HDP GRUBU ADINA ZÜLEYHA GÜLÜM (İstanbul) - Tekrar merhabalar.

HMK'ye başlamıştık, sanırım devamı. Şimdi, yine, söylemiştik "Bir torba yasayla karşı karşıyayız." diye. Maalesef, uzun bir süredir yasalar, bir türlü kendi adıyla tartışamadığımız süreçlerle ilerliyor. Birçok yasal düzenlemeye ilişkin, farklı farklı yasal düzenlemelere ilişkin maddeler bir torba yasa içerisine alınarak burada tartışılmaya çalışılıyor. AKP'den önce bu ülkede sadece 1 adet torba yasa gelmişken AKP döneminde neredeyse bütün yasal düzenlemeler torba yasa düzenlemesi şeklinde gelmeye başladı.

Aslında bu düzenlemenin kendisi bile yasama faaliyetine nasıl bakıldığının, nasıl görüldüğünün göstergelerinden bir tanesi; otoriterleşmenin, tekelleşmenin aslında yansıması buraya da. Yasama faaliyetleri teknik bir formata dönüştürüldü -toplumsal etkileri- müzakere kanalları kapatıldı; demokratik kitle örgütleriyle, konunun muhataplarıyla, sivil toplum örgütleriyle, kurumlarla görüşme gereği duyulmuyor, sadece saraydan gelen teklifler virgülüne dahi dokunmadan komisyonlardan, Genel Kuruldan geçerek yasalaşıyor. Aslında, yasama faaliyeti içerisinde de yaptığımız hiçbir tartışmanın bir karşılığının olmadığı, ne komisyonlarda yapılan görüşmelerde bir etkisinin olduğu ne de aslında Genel Kurulda yapılan tartışmalarda bir etkisinin olduğu çok açıkça gözlemleniyor.

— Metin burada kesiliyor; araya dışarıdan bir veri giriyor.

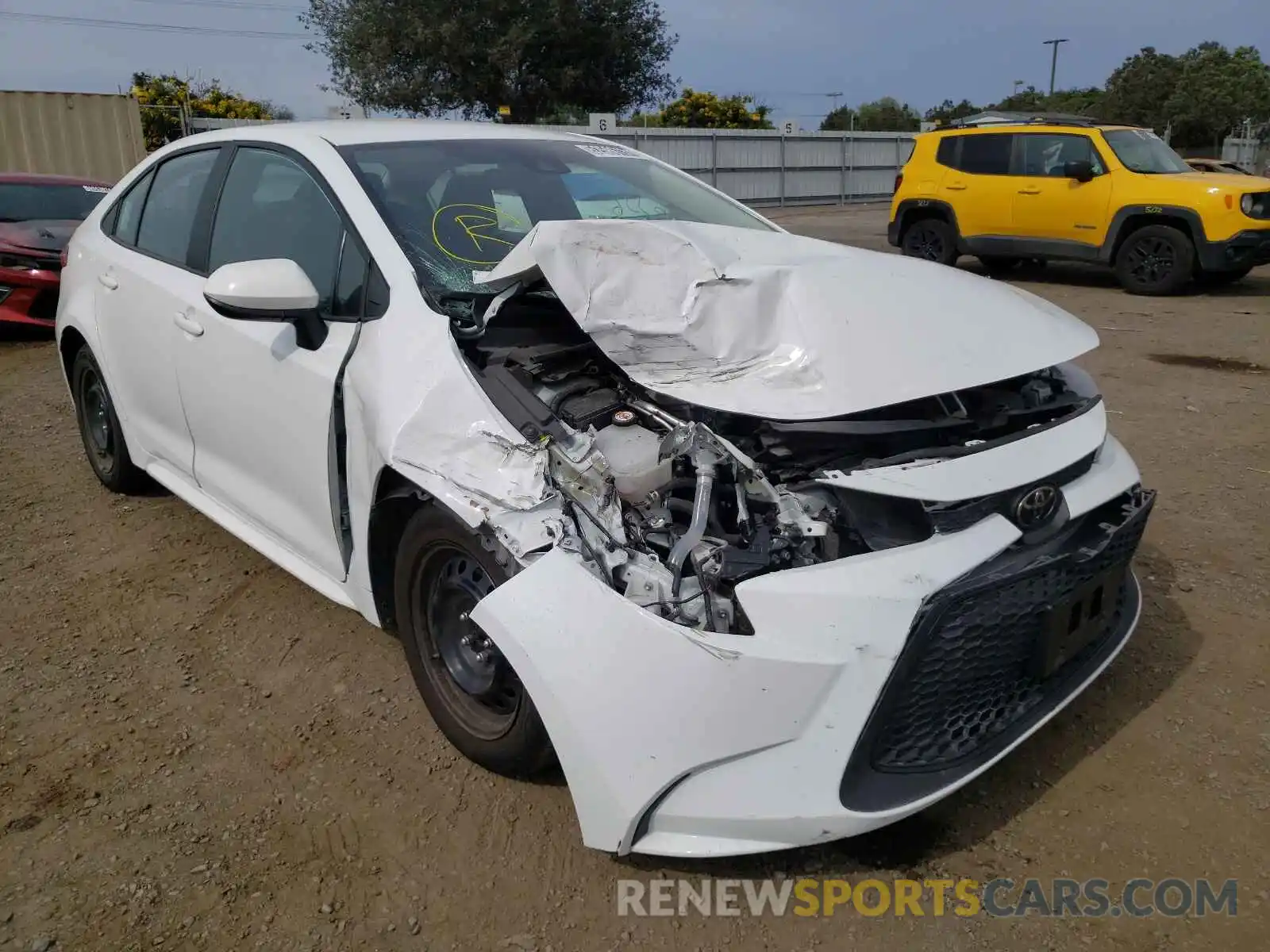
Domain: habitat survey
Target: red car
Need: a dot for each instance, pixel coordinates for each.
(37, 217)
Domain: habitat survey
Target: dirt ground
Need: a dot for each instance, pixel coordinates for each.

Bunu geçtik, çok açık olarak yasalara ilişkin tarafların, muhataplarının açıkça "hayır" demesine rağmen, bu yasa geçerse tümüyle antidemokratik, insan haklarına aykırı, demokrasiye aykırı bir düzenleme geleceği söylenmesine rağmen, taraflarının yüzde 90'ının "hayır" demesine rağmen, maalesef, iktidar kendi bildiğini okuyan bir yerden yasal düzenlemeler yapmaya devam ediyor. Bu yasal düzenleme de böyle bir düzenleme. Yapboz tahtasına dönüşmüş yasal düzenleme hikâyelerimiz var. Hayatla, pratikle, uygulayıcılarla aslında teması olmayan kişiler tarafından yapılan yasal düzenlemeler sürekli tamir gerektiriyor; sürekli bir yerlerinden yamalı bohça gibi düzenlemeler yapılıyor ama bu düzenlemeler bu sefer pratikte başka sorunlarla karşı karşıya geliyor, bu sefer o kısmı düzeltelim derken aslında bütünü üzerinde sürekli parçalı hâlde oynanması durumu yasayı bir bütün olarak içinden çıkılmaz bir hâle getiriyor.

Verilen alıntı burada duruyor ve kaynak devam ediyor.